Roy dijo que una vez había tenido un soplón que era de Nicaragua, cuando trabajaba de paisano en la brigada criminal. Dijo también que Nueva Orleans estaba lleno de nicaragüenses. Llevaban las ventanillas bajadas y tuvieron que dejar de hablar cuando Jack adelantó a un ruidoso y traqueteante tranvía que circulaba por la avenida Saint Charles. Era su calle favorita, llena de robles y toda clase de arbustos y palmeras en los jardines de las casas. Cuando era pequeño se subía al tranvía por diversión. Los raíles recorrían todo el camino hasta el dique y luego subían por la avenida Carrollton hasta un punto en que el conductor cambiaba la posición de los respaldos de los asientos, se dirigía al otro extremo del coche y lo conducía de vuelta hacia Canal.

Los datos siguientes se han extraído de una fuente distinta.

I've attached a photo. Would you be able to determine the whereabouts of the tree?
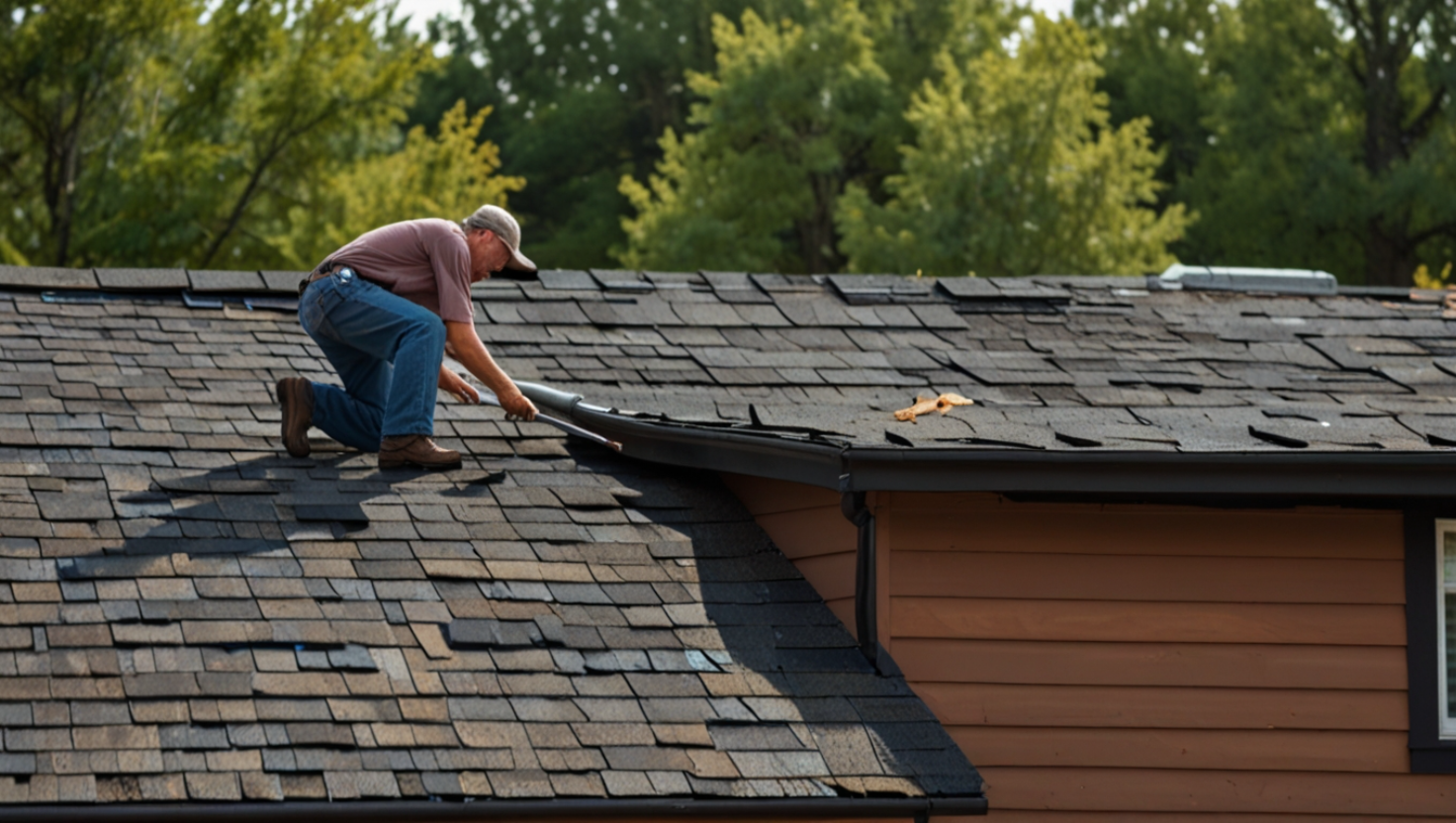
[1073,0,1228,206]
[1175,0,1362,281]
[622,0,895,271]
[269,101,525,269]
[0,0,431,266]
[1077,0,1456,286]
[0,0,200,265]
[839,15,1188,275]
[410,0,765,268]
[1332,0,1456,286]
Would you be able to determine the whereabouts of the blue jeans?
[299,268,445,451]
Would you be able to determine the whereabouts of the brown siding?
[722,475,857,634]
[716,481,1456,823]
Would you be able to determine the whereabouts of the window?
[1435,520,1456,740]
[1405,505,1456,774]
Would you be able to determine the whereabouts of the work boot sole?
[379,451,460,469]
[277,377,313,457]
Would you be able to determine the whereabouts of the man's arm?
[445,320,536,419]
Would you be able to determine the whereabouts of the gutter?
[3,796,986,823]
[520,383,1456,500]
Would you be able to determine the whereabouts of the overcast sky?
[399,0,1071,32]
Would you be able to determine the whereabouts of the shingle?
[96,268,190,292]
[188,269,266,293]
[0,265,98,289]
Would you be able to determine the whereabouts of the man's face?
[465,229,511,283]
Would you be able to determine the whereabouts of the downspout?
[839,474,882,673]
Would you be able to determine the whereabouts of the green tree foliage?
[269,101,525,269]
[0,0,431,266]
[1077,0,1456,284]
[622,0,892,271]
[0,0,198,264]
[1178,0,1362,280]
[839,15,1188,275]
[410,0,763,268]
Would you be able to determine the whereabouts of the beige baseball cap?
[460,204,536,272]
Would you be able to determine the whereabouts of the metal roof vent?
[1147,264,1336,294]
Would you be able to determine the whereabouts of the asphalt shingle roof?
[0,266,1456,802]
[0,279,980,802]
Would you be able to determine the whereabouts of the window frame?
[1405,504,1456,775]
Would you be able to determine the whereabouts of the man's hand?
[440,366,481,404]
[497,389,536,421]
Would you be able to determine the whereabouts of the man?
[278,206,536,469]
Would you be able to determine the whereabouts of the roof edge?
[521,383,1456,499]
[4,795,987,823]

– Espero que algunos tíos que conozco no se enteren de lo que pretende ese nicaragüense -dijo Roy-. Harían cola para darle un bocado. ¿Es realmente tan malo como dices ese tipo?

– Pregúntaselo a Lucy. Ella te lo contará.

– Quiero decir que ese tipo es malo.

– Por eso es bueno robarle el dinero.

– Pero si es malo…

– ¿Sí?

– Entonces, ¿por qué no se queda con el dinero? ¿Es que es malo sólo en ciertos aspectos?

– Yo también he estado pensando sobre eso -dijo Jack-. A lo mejor tiene todo el dinero que necesita.

– ¿Y para qué necesita volver y arriesgarse a que lo maten?

– ¿Tú por qué eras policía?

– No era por dinero, eso seguro.

– Pues entonces -contestó Jack.

Hizo circular el Scirocco en segunda por la calle Audubon, llena de árboles y oscurecida por las sombras de las casas grandes, en cuyas ventanas brillaba de vez en cuando alguna luz. También las luces de algunos porches podían verse a través de los setos y arbustos.

– Ahí, a la izquierda. Esa es la casa de Lucy, de su madre.

– Pídele a Lucy que te compre un silenciador. Creo que puede permitírselo -dijo Roy.

– Ahí está el coche. ¿Qué hago?

– Sigue.

– Es el mismo, el Chrysler… ¡Jesús!, ese tipo del volante es el que se llama Franklin. El negro, o lo que sea. Criollo, yo qué sé.

– Baja hasta al final y da la vuelta.

– El otro tipo me parece que no es el coronel. -Jack tenía ganas de hablar-. Pero Franklin, joder, es el que estaba con él y me puso la pistola encima.

– Ésos me encantan -dijo Roy-. Venga, da la vuelta.